For viewers like myself who are from this area or one like it, 12 O’clock Boys can be a nostalgic ride where we meet characters similar to the ones from our own lives. To outsiders, it is a sobering view of street life from the perspective of biker boys, and the effect it has on the individual.
Physically, Pug is very much a little boy, a baby face, complete with cornrows, and jettisoning around on his mini four wheeler trying to impress the girls. He displays a child-like curiosity for animals, but nothing energizes him like the revving of dirt bike engines and popping wheelies. School certainly lacks that appeal. However, when he talks, it’s as if you’re listening to a stressed out twenty something well aware of his limited prospects, and the fact that life can be fleeting. Its funny to hear him say “back in the days” or “I’ve changed over the years” likes he’s even been around that long. After getting his first gold grill, Pug says, “I been on this earth for a decade, plus two years, so what that makes me? A grown ass man.” After his older brother passed from an asthma attack during filming, we realize that Pug has experienced a lot of death and violence for someone so young, and he and his family have learned to live day to day without much concern for a future that is far from promised.
Pug’s mother CoCo seems overwhelmed and ill equipped to handle the rambunctious youngster. Her grating tirades have no effect on Pug making the back and forth banter between the two more peer-like than a parent-child interaction. Her idea of good parenting is centered on providing Pug with the latest fashion, an assortment of pets, and even dirt bikes. Although she doesn’t want to see him hurt, she seems accepting of the fact that Pug is going to do what he wants at the end of the day.
Like many of the 12 O’clock boys we encounter, Pug sees riding as an ephemeral escape from the depression, anger, and stress that constitutes Baltimore city life for a young black male. The adrenaline fix alone is enough for them to risk life, limb, and freedom-not to mention the notoriety on the streets. A poignant moment in the film is when a kid around Pug’s age, sporting a sling and what looks like a wired jaw says, “I hit the tree and got knock unconscious, I broke my collar bone and fractured all of my face, and my teeth came out. I like the rush of it. If it’s something you love you gone do it anyway. In two weeks, I’ll be back out.” That quote about sums it up for this bunch: a ride or die collective with little regard for much else, especially the police.
The Baltimore Police Department has an especially cantankerous relationship with the 12 O’clock boys. The boys in blue are barred from giving chase (although the 12 O’Clock boys would beg to differ) due to some tragic accidents in the past, and the potential for additional loss of life. The boys often ride past the downtown Police headquarters taunting the police who follow them until they stop or track them via helicopter. Nathan depicts the oppositional point of view through law enforcement interviews and local news clips highlighting the danger the riders pose to themselves and the general public. We’re snapped back into reality hearing of the near death of a six year old bystander and the gruesome tales of riders during their final wheelie; yet, they still ride until their wheels fall off. Sure there are worse things they could be into than bike riding (especially in Baltimore), but they still risk their lives just to briefly escape the ills of the community surrounding them.
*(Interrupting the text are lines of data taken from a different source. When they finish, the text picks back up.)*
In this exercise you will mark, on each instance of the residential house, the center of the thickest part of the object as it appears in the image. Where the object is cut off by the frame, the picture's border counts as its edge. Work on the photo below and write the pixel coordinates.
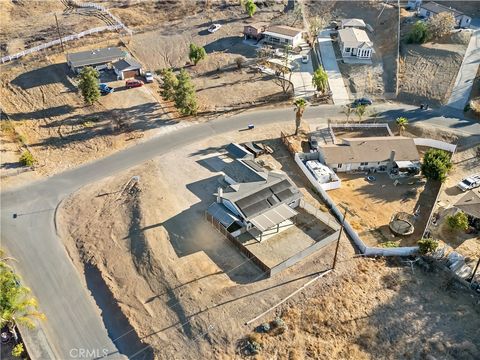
(431, 8)
(254, 30)
(353, 23)
(281, 35)
(395, 154)
(355, 43)
(470, 205)
(255, 200)
(127, 68)
(98, 59)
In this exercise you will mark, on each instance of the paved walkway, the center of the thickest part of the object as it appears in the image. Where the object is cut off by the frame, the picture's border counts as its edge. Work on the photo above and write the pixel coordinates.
(329, 62)
(464, 82)
(302, 77)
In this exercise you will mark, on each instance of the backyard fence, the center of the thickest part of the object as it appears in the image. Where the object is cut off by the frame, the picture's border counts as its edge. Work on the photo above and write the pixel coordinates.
(119, 25)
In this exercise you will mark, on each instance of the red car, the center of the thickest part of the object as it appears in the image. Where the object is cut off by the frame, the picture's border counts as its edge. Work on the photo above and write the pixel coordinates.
(133, 83)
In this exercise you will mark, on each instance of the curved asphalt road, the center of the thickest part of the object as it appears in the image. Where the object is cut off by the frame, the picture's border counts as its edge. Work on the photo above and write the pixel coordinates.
(74, 321)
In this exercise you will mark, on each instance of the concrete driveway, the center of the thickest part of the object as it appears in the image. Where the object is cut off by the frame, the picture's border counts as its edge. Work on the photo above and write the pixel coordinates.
(329, 62)
(302, 76)
(464, 81)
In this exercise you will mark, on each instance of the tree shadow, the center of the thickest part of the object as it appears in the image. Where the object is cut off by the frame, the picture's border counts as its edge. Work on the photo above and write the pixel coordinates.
(47, 75)
(429, 315)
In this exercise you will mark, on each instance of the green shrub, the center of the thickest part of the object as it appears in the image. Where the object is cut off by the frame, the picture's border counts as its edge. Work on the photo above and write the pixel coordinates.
(459, 221)
(27, 159)
(18, 350)
(436, 164)
(419, 33)
(426, 246)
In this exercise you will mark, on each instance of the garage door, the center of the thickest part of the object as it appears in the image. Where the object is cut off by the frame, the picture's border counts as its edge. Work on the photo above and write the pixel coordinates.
(130, 74)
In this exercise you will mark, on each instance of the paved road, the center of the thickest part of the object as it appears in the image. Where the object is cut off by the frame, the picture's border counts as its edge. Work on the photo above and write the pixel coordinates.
(74, 321)
(467, 72)
(329, 62)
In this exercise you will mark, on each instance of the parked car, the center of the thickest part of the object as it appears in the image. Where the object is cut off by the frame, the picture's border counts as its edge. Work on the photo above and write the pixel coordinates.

12 O’Clock Boys Are Everywhere
Whether you are familiar with these stories or merely an onlooker, I recommend this film. The 12 O’clock boys are here to stay. You can still catch them tearing up the city on Sundays (start where Reisterstown Rd. meets Druid Hill Ave). Like Steven says near the end of the film, “Every city has a Pug, every hood has a Pug, this is what the ghetto produces…hostile environments, anger, stress, depression, dealing with all this shit on a regular basis, you gone have a negative fuckin’ outcome, it’s a recipe….to jump on a dirtbike and leave all that shit behind, what first, second, third gear? All that shit don’t mean nothing, yeah we gone ride nigga, we gone ride, fuck who sayin’ we can’t ride.”